I’m not saying that these three legendary figures worked together, or even shared a lunch, but here is proof that they could have. On September 1, 1960 they were all working at Paramount Pictures in Hollywood: Brando on One- Eyed Jacks, Hitchcock on an unrealized project called No Bail for the Judge, and Jerry Lewis on his tour-de-force The Bellboy. My backup is a series of “Route Cards” I acquired a while ago on eBay. Each one presumably helped people in the Mail Room and others who had business to do with filmmakers on the busy studio lot. Some of the films were shooting, while others were likely in pre- or post-production, but they were all headquartered on Melrose Avenue.

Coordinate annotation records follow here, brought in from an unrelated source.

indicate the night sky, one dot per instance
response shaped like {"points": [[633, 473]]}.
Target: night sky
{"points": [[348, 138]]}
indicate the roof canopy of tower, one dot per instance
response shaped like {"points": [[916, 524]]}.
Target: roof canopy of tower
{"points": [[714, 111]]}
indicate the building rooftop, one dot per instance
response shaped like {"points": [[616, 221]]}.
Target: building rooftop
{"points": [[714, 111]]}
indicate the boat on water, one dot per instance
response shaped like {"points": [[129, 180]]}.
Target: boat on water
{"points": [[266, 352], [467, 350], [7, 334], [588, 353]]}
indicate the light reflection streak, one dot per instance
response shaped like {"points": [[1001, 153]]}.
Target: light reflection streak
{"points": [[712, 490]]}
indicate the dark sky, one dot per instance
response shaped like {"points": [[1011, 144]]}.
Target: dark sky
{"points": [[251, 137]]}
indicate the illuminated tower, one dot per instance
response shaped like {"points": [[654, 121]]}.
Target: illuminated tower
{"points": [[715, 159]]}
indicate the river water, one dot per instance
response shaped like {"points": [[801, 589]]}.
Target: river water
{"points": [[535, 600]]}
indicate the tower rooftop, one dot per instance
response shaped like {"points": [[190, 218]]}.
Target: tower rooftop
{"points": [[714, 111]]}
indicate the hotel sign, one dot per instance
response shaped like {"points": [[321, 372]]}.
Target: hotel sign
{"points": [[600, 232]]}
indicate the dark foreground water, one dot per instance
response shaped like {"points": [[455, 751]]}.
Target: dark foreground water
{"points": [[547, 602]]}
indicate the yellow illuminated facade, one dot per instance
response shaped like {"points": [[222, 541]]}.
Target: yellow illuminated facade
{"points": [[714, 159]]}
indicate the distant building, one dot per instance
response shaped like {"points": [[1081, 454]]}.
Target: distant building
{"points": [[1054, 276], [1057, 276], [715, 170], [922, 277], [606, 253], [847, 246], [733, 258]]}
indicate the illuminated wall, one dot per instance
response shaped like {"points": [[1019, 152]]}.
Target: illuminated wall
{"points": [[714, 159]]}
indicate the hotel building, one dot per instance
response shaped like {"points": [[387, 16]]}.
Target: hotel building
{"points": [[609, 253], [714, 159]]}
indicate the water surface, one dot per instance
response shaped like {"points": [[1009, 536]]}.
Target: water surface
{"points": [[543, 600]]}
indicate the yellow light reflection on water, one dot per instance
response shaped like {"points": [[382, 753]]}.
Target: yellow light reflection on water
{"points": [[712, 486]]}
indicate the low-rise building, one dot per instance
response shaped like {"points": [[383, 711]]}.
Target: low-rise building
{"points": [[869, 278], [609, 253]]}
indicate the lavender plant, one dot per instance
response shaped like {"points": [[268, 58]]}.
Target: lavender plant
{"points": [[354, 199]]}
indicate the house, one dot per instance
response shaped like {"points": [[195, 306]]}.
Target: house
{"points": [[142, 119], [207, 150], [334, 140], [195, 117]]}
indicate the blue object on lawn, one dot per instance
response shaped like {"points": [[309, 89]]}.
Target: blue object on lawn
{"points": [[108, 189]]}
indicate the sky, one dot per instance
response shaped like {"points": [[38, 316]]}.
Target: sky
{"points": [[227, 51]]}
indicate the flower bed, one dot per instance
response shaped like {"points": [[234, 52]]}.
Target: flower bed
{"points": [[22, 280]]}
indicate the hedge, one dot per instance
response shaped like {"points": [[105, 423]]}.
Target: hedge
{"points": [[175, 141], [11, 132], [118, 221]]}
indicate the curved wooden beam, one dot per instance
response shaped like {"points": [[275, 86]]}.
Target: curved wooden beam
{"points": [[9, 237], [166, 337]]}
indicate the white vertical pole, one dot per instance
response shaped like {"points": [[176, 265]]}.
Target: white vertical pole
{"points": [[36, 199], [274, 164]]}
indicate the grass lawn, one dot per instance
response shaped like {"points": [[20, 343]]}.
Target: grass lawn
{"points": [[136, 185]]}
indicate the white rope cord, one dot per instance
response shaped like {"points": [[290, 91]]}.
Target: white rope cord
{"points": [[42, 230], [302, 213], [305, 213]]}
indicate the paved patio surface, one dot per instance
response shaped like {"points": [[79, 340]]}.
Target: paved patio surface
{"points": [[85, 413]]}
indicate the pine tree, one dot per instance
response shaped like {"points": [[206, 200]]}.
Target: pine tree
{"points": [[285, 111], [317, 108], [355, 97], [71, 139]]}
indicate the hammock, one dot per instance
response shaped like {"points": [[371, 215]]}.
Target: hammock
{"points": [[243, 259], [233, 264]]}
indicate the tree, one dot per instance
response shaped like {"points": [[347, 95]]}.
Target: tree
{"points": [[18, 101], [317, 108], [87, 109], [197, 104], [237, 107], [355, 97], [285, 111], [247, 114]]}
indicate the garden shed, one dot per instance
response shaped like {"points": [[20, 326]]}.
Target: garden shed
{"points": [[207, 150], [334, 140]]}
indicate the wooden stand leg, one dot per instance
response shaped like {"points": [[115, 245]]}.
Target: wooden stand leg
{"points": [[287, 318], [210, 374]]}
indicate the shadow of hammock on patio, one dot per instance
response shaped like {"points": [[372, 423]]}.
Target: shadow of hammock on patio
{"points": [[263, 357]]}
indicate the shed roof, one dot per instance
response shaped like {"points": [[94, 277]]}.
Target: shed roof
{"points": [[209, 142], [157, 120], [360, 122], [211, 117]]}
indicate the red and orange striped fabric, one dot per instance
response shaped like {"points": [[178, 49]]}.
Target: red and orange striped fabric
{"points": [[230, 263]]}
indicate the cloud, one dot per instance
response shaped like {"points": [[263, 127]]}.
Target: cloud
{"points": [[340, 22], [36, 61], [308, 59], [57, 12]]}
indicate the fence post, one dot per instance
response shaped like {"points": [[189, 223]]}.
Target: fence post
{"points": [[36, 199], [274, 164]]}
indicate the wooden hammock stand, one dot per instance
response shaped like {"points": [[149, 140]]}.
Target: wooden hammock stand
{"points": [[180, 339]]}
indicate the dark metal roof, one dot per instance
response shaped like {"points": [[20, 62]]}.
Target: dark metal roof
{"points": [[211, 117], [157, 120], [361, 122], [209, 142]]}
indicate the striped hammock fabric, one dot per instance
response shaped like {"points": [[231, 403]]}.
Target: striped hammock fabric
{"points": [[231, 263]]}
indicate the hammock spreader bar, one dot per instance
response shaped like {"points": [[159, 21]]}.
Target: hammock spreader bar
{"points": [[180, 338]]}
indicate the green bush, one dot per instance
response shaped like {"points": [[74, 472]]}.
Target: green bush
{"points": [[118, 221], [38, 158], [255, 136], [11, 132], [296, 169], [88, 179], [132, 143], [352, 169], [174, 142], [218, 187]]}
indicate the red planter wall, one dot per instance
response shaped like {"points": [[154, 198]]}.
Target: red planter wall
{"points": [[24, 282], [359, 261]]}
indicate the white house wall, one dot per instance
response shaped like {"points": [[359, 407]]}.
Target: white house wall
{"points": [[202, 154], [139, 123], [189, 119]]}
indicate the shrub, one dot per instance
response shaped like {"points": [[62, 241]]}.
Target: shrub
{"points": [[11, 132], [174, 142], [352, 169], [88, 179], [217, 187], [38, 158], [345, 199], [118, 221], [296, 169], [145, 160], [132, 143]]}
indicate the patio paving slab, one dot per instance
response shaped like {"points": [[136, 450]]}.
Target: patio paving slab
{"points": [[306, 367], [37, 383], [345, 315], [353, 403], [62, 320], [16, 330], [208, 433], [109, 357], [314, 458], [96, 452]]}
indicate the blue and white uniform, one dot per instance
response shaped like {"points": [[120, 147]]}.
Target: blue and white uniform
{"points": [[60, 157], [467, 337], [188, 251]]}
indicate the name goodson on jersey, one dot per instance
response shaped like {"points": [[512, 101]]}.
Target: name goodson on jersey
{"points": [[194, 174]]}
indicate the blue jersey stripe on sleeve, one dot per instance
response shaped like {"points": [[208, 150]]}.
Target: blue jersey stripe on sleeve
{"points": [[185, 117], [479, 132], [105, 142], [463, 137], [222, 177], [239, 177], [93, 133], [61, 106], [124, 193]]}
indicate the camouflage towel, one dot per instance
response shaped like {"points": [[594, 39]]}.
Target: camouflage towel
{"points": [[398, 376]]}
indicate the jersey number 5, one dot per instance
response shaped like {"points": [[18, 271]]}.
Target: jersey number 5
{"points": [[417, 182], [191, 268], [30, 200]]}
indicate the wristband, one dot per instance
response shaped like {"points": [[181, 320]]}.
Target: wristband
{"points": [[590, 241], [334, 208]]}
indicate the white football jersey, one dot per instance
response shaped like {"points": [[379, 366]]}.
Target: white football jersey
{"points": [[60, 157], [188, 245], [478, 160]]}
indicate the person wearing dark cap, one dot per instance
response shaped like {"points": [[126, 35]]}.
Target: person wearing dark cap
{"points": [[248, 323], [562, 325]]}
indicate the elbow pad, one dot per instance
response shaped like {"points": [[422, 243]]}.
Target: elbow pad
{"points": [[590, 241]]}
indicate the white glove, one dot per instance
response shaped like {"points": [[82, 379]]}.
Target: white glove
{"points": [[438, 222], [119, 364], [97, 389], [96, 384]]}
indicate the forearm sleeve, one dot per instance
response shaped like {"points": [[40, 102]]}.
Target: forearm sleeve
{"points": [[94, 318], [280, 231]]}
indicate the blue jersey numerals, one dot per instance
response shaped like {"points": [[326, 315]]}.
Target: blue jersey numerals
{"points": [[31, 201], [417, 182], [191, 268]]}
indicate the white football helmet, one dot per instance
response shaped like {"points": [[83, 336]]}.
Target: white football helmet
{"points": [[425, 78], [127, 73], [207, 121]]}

My earliest card is dated October 1, 1959 and it features such prominent directors (all listed by last-name only) as Cukor, Curtiz, Brando, and Hitchcock, along with (Mel) Shavelson, (Melvin) Frank, (Frank) Tashlin, and (Norman) Taurog. Some veterans like (John) Brahm were filming episodic television, as were their younger brethren (Irvin) Kershner, (Christian) Nyby, and (Joseph) Pevney. Some films are referred to by their working titles: Bay of Naples later became It Started in Naples.
Almost one year later, on September 1, 1960, we again find such familiar names as Hitchcock, Taurog, and (Howard) Hawks, then working on The African Story (soon to be called Hatari!) and some relative newcomers to the ranks of A-list directors, (Richard) Quine and (Blake) Edwards. Note that One-Eyed Jacks is still on the active list eleven months after the earlier card was issued.
Now let’s jump ahead to August 1, 1966, the latest Route Card I have. Surely by now we wouldn’t see major filmmakers from the Golden Age of Hollywood still at work… or might we? Howard Hawks is making El Dorado with John Wayne and Robert Mitchum, George Sidney is directing Ann-Margret in The Swinger, and William Castle, who started out as George Stevens’ assistant director on Penny Serenade in 1941, is directing Sid Caesar in a comedy called The Spirit is Willing. There is also a sprinkling of new names, like (William) Friedkin, who is making his feature-film debut directing Sonny and Cher in Good Times, and Buzz Kulik, a veteran of live television who is making a police drama called Warning Shot, starring another émigré from the world of TV, David Janssen.
Other films on the agenda are in the hands of two Brits: Guy Hamilton, who worked his way up through the ranks to the director’s chair, now steering Michael Caine through Funeral in Berlin, and Freddie Francis who was a master cinematographer en route to calling the shots on The Deadly Bees.
Meanwhile, two older directors who specialize in Westerns are making the 1960s equivalent of B movies for producer A.C. Lyles: Red Tomahawk, Fort Utah, and Huntsville (later retitled Hostile Guns). Their casts are also an echo of an earlier time, featuring the likes of Howard Keel, John Ireland, Virginia Mayo, Joan Caulfield, Broderick Crawford, Yvonne De Carlo, George Montgomery, and Lyles’ good-luck charm, Richard Arlen.
The old guard had moved on completely when I began working for Entertainment Tonight on the Paramount lot in 1983, but A.C. Lyles was still there, holding court in the studio dining room—and in the parking lot, standing next to his mint-condition Thunderbird from the 1950s. Every now and then I’d tease him about those Westerns he made, none of them distinguished in any way except for the employment they offered to grateful actors who were past their prime. His eyes would glint as he mentioned the residual checks that kept coming in for those profitable programmers from countries around the globe.
Yes, I can read all sorts of things into the careers of the men whose last names turn up on the Paramount Pictures Route Cards. That’s why I’m so happy to have them in my collection.